Can BPA replacements like BPS raise liver-scarring concerns?

Based on 2 peer-reviewed studieskitchen
Verdict: Use Caution

A 2026 lab and animal study found that bisphenol S, a BPA replacement, pushed liver-fibrosis pathways. This is not proof that BPA food containers cause tissue scarring in people.

Short answer

Do not read this as proof that one plastic container causes liver scarring. The paper on this page studied bisphenol S (BPS), not BPA. BPS is often used as a BPA replacement.

A 2026 Toxicology and Applied Pharmacology study tested BPS in zebrafish, mouse immune cells, and human hepatic stellate cells. BPS pushed liver-fibrosis pathways through macrophage changes and autophagy in those models.

What this means at home

This is early science. It does not prove that BPA food containers cause tissue scarring in people. It does show why BPA replacements deserve caution too.

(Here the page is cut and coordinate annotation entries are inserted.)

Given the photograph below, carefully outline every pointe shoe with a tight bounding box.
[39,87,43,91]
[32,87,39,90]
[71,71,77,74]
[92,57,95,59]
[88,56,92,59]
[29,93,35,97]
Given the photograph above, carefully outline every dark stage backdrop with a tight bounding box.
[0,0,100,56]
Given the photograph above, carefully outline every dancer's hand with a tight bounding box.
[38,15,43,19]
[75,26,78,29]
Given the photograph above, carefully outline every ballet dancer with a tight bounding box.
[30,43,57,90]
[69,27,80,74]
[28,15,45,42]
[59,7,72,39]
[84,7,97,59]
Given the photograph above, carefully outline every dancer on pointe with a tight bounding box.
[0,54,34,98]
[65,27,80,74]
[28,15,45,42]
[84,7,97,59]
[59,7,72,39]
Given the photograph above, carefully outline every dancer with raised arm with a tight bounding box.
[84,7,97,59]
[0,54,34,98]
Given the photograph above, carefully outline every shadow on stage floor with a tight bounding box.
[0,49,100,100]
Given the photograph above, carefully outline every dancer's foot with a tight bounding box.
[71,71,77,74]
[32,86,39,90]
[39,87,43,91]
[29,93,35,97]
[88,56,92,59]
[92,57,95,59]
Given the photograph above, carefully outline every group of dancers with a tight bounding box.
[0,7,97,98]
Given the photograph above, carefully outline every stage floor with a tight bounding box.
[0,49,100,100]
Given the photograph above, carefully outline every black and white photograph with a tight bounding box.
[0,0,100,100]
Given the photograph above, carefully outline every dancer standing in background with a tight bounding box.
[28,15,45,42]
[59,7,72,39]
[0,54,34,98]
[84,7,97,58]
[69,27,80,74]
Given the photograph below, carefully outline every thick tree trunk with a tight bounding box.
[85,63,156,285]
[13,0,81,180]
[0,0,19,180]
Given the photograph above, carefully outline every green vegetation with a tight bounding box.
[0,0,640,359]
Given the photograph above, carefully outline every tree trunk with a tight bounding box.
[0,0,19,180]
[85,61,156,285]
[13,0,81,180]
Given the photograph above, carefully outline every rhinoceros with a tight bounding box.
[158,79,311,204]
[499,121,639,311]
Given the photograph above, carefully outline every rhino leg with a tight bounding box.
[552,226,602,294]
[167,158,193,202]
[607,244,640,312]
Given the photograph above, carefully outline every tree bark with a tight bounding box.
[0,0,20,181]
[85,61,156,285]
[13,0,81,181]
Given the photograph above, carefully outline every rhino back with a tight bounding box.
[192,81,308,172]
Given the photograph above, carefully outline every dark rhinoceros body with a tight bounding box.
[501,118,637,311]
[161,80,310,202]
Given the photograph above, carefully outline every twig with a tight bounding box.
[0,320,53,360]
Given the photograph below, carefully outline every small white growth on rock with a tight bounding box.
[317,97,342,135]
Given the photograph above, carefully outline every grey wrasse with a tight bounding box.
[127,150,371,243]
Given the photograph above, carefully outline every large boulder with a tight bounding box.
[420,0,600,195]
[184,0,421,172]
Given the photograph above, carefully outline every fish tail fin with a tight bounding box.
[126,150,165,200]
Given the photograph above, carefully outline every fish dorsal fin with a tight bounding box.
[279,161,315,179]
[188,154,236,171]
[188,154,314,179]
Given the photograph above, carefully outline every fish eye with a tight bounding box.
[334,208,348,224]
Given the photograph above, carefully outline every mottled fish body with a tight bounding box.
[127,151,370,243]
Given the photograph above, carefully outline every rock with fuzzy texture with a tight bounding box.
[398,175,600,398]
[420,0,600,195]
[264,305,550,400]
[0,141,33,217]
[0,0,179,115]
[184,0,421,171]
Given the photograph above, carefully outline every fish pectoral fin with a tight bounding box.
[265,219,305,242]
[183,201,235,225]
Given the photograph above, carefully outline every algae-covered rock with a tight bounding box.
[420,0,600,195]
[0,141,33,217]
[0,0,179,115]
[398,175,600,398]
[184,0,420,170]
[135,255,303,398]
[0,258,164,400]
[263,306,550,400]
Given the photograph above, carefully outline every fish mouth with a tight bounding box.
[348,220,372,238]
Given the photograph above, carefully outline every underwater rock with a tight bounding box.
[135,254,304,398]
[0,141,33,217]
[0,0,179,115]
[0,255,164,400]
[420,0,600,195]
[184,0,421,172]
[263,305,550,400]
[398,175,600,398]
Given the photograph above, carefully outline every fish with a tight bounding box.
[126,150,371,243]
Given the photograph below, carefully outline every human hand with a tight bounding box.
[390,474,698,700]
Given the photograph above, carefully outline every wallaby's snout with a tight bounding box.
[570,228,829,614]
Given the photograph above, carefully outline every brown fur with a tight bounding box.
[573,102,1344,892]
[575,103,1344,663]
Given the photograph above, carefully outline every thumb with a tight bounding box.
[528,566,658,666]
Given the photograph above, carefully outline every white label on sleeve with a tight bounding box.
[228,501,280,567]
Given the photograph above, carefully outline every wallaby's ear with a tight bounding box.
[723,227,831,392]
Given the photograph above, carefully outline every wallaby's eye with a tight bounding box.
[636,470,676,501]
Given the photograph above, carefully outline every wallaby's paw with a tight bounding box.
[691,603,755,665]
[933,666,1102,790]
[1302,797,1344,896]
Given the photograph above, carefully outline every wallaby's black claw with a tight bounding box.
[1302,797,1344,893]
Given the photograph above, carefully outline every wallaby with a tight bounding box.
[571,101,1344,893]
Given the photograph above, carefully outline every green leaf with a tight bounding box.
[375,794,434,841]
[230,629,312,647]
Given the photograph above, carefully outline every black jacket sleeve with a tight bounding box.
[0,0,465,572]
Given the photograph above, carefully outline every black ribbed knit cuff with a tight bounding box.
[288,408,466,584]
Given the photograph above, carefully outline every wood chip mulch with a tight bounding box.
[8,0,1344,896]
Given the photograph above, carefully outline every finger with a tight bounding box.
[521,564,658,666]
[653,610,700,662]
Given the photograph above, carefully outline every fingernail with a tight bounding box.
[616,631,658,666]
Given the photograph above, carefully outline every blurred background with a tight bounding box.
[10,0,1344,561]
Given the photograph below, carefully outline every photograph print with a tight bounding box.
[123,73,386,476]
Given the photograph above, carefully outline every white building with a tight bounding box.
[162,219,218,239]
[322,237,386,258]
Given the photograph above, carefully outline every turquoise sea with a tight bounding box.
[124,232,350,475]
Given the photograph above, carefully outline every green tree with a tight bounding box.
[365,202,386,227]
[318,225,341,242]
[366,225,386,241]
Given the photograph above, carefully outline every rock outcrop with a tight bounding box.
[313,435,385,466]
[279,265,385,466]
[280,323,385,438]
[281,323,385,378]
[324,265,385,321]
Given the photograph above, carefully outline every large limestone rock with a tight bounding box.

If you want to lower bisphenol food contact, focus on heat and storage. Use glass for leftovers. Let hot food cool before it touches plastic. Choose fewer canned foods when that is easy.

Why glass storage fits

A 2019 Advances in Nutrition review found that food processing and packaging are major exposure routes for phthalates and bisphenols in pregnancy. It also found canned food intake was linked with higher urinary BPA.

Glass storage does not treat liver disease. It just reduces one common food-contact route.

What to use instead

Use glass storage for leftovers and warm foods. It lowers plastic food contact without claiming to treat liver scarring.